Bürger: Eine neue App soll heute zunächst in den USA veröffentlicht werden. Die heißt Paper. Das erinnert an Zeitung. Was genau soll das sein?
Schmidt: Das ist so was Ähnliches wie Zeitung. Dort werden die Nachrichten, die auf Facebook gerade populär sind, quasi in einer schönen Form zusammengestellt. Das ist schon so eine Art Versuch, einen Nachrichten-Aggregator zu bauen, der auf den Likes der Facebook-Nutzer basiert, die dort sagen, okay, das ist eine interessante Nachricht, und je mehr sich dieser Meinung anschließen, desto höher wird dann auch diese Nachricht angezeigt, desto populärer wird sie angezeigt. Das ist ein Algorithmus, der dort arbeitet, aber auch begleitet mit einem Team von echten Menschen, die dann versuchen, die wichtigsten Nachrichten herauszufiltern. Facebook versucht eigentlich, dieses Thema nach vorne zu bringen, weil sie sagen, die Leute beschäftigen sich damit, dann sollen sie das bitte schön bei uns tun.
Bürger: Wo sehen Sie das Netzwerk in zehn Jahren?
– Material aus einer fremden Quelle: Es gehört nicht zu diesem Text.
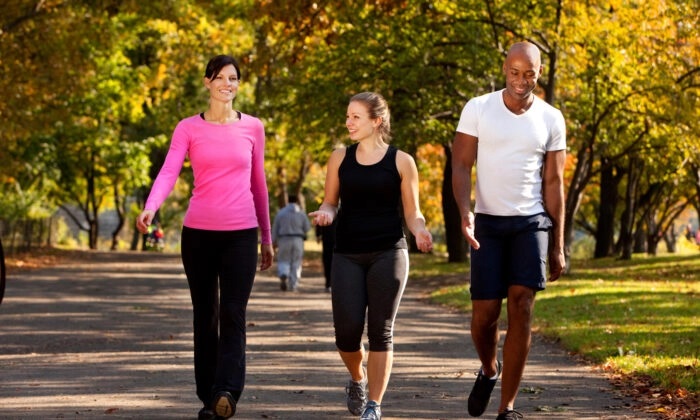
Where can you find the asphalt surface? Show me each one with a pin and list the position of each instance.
(110, 337)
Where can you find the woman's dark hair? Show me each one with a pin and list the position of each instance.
(215, 65)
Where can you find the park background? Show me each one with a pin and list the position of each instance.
(92, 89)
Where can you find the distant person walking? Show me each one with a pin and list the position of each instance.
(229, 203)
(517, 142)
(366, 184)
(288, 235)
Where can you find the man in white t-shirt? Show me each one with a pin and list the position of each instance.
(518, 144)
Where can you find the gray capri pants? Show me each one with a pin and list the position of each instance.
(371, 284)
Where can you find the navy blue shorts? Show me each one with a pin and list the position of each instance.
(513, 251)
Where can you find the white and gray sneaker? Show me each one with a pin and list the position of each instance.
(356, 395)
(372, 411)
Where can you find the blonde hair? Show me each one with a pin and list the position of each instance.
(377, 107)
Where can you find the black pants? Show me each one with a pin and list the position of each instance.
(371, 284)
(220, 268)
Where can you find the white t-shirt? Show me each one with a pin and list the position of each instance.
(510, 152)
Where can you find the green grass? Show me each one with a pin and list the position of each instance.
(638, 317)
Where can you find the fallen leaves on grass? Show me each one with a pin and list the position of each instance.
(665, 404)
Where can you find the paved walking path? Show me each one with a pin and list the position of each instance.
(110, 337)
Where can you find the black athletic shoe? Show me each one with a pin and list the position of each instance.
(224, 404)
(283, 283)
(206, 413)
(509, 415)
(481, 393)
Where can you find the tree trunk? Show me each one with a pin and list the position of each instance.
(457, 247)
(574, 196)
(634, 173)
(605, 232)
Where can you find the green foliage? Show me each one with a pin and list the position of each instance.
(638, 317)
(98, 78)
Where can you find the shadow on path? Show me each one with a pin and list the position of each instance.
(111, 337)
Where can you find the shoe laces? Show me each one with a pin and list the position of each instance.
(372, 412)
(355, 390)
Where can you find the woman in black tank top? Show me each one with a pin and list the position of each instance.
(367, 186)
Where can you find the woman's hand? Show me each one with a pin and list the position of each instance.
(266, 255)
(143, 221)
(424, 240)
(322, 217)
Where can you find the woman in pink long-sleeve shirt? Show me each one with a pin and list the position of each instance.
(229, 203)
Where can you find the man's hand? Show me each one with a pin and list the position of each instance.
(468, 230)
(557, 265)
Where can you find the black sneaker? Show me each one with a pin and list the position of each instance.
(372, 411)
(509, 415)
(283, 283)
(481, 392)
(356, 395)
(206, 413)
(224, 404)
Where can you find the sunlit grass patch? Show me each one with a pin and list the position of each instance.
(639, 317)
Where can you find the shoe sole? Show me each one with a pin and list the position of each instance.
(223, 407)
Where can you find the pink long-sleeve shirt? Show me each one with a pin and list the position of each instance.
(230, 190)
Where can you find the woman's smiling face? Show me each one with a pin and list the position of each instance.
(358, 121)
(223, 86)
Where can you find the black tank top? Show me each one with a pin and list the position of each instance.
(369, 218)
Schmidt: Im Internet habe ich mir abgewöhnt, Prognosen über zehn Jahre zu geben. Es ist so eine Art Kommunikations-Infrastruktur, die Facebook, glaube ich, geschaffen hat, und sie werden versuchen, diese Position natürlich zu halten, eben mit neuen Apps. Es wird ein Supertanker bleiben, aber, glaube ich, mit vielen, vielen Beibooten, mit speziellen Apps für einzelne Bedürfnisse. Für Fotos haben sie ja Instagram gekauft, was ja ein ziemlich kluger Schachzug war, weil die Foto-Community sich extrem gut entwickelt.
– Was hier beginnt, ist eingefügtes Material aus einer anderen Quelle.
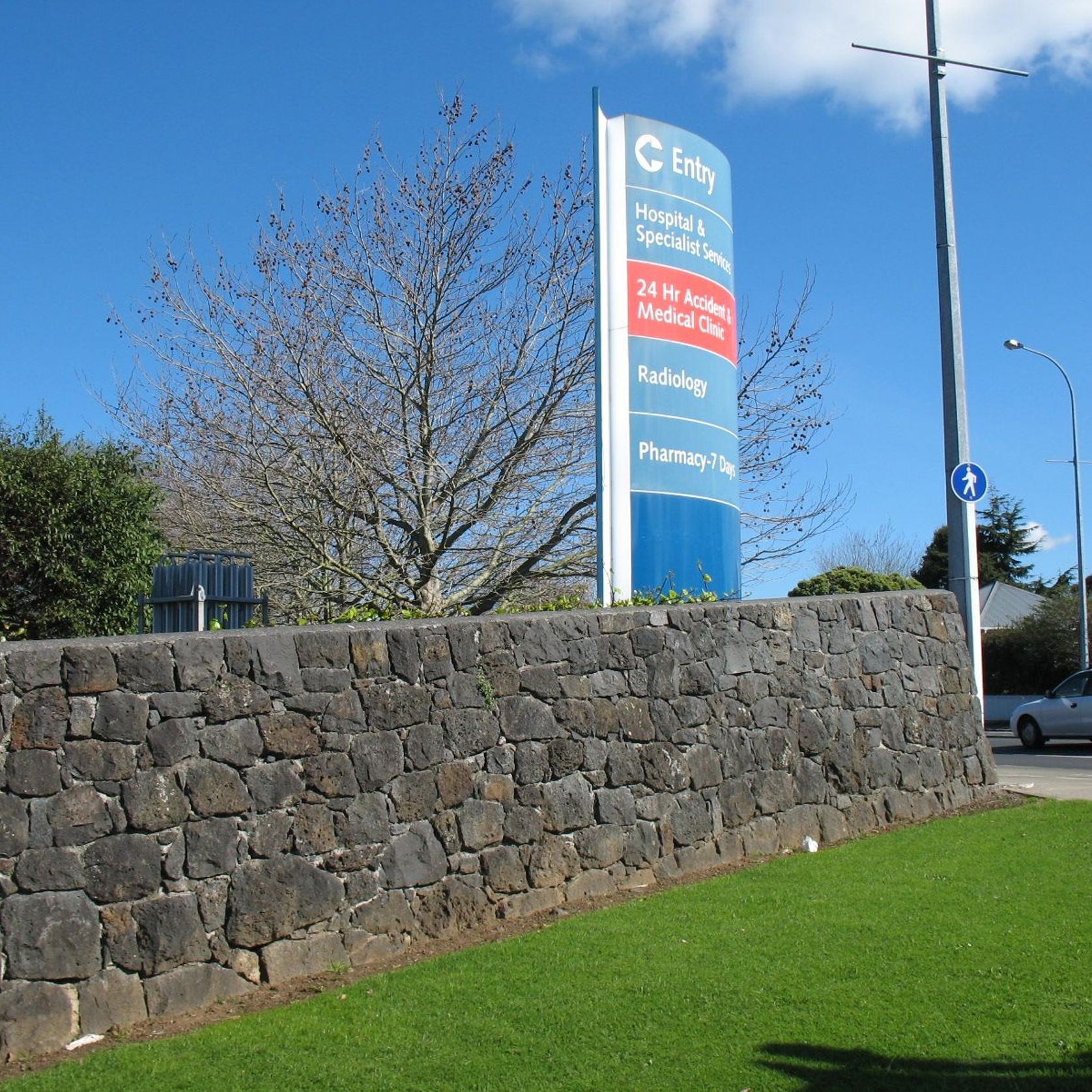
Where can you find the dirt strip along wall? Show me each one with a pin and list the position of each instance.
(184, 817)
Ich glaube, es wird nicht mehr so sehr diese Riesenseite sein, auf der alle den ganzen Tag sind, sondern es wird kleinere Beiboote, kleinere Apps geben, mit denen Facebook aber dann ebenso viele Leute erreicht, und das müssen sie natürlich verteidigen gegen immer neue Wettbewerber. Das ist ja das Spannende. Man dachte ja, Facebook sei durch, es würde sich keiner mehr trauen, gegen Facebook zu konkurrieren, aber im Moment erleben wir das Gegenteil, dass immer neue Konzepte aufkommen, die bei den Nutzern offenbar gut ankommen, wie Snapchat, wie WhatsApp, und das sind einfach Dinge, die Facebook kontern muss. Da muss Facebook eine Antwort drauf haben und das wird die spannende Frage sein, ob sie all diese Sachen, die da jetzt hochkommen, beantworten können.
Bürger: Zehn Jahre Facebook – noch dabei ist der Netzökonom Holger Schmidt, Wirtschaftsredakteur beim „Focus“. Herr Schmidt, besten Dank fürs Gespräch.
Schmidt: Bitte sehr!
Äußerungen unserer Gesprächspartner geben deren eigene Auffassungen wieder. Deutschlandradio macht sich Äußerungen seiner Gesprächspartner in Interviews und Diskussionen nicht zu eigen.